Mais pour qualifier la Lega d’antisystème, il faut vraiment oser parier sur la méconnaissance de la situation politique transalpine. La Lega qui est la projection nationale de l’ancienne Ligue du Nord a mené la bataille électorale au sein d’une coalition de droite emmenée par Silvio Berlusconi. Si la Lega est incontestablement un parti politique d’extrême-droite, elle n’en est pas moins intégrée au cœur du système politique italien depuis de longues années. Dans des gouvernements dirigés par Berlusconi, Umberto Bossi, fondateur de la Ligue du Nord a été ministre chargé des réformes institutionnelles de 2001 à 2004 et à nouveau ministre de 2008 à 2011. Son successeur à la tête du parti, Roberto Lombardi a, quant à lui, été ministre de l’Intérieur de 2008 à 2011 (lire ici). La Lega est bien un des piliers de toutes les coalitions de droite de ces vingt dernières années.
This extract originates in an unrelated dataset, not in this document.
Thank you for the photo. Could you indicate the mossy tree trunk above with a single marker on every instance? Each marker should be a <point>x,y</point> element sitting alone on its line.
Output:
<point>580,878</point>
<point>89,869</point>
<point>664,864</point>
FN/Insoumis, la nouvelle trouvaille

Au fond, la situation italienne intéresse assez peu les commentateurs français de tout acabit. Pour bon nombre d’entre eux, l’Italie, c’est vraiment trop loin du périphérique et la question n’a de sens qu’à l’aune de la situation française. "La coalition antisystème en Italie, un nouveau coup dur pour Macron", titrait Le Monde le 22 février. Vraiment, ces Italiens sont mal élevés et ne comprennent rien de rien au génie jupitérien.

Mais la véritable trouvaille, celle qui recentre sur les questions franco-françaises et les obsessions journalistiques, allait vite se faire jour : un accord M5S/Lega ne serait-il pas l’équivalent d’un accord FN/Insoumis ? Jamais en retard d’une ignominie, c’est le service public qui a ouvert le ban. Après France 2, c’est France Inter qui s’y est collée parmi les premiers lors d’une interview conduite par Ali Baddou. Interrogeant Marc Lazar, directeur du Centre d’histoire de Sciences-Po, le journaliste y va franco à 5’01’’ : « L’alliance entre le mouvement 5 étoiles et la Ligue, ce serait comparable entre une alliance entre la France Insoumise et le Front national ? », a-t-il demandé benoîtement. Fort déçu de la réponse de l’historien, pourtant peu suspect d’amitiés insoumises, qui explique « qu’en aucun cas » on ne peut faire de comparaison entre LFI et le M5S, le journaliste passe alors vite à autre chose. Après tout l’important est d’avoir distillé le poison. Un poison repris en cœur et en boucle sur les chaînes d’informations.

Un accord de gouvernement très droitier

Si la Lega peut être considérée comme le grand cousin du Front national – il s’en revendique d’ailleurs –, il n’y a en revanche pas d’équivalent français pour le M5S. Les positions ambivalentes de la formation de Beppe Grillo sur l’accueil des migrants révèlent un penchant très droitier si ce n’est même d’extrême droite. L’accord de gouvernement avec la Lega prévoit un durcissement des conditions d’accès à l’asile et l’expulsion de 600.000 réfugiés. Sur le plan économique, la mise en place du "flat tax", avec seulement deux taux d’imposition ne permet pas d’entrevoir le début d’une politique de gauche – fut-elle populiste. L’objectif de réduction des inégalités entre le Nord de l’Italie, où se concentre les richesses, et le Sud qui se répartit les miettes, par l’absence d’une profonde réforme fiscale, s’en trouve donc largement compromis alors que le budget de la Défense pourrait quant à lui exploser.

À défaut d’un minimum de déontologie, les éditocrates se sont repliées sur ce vieil adage : "Calomniez, calomniez, il en restera toujours quelque chose".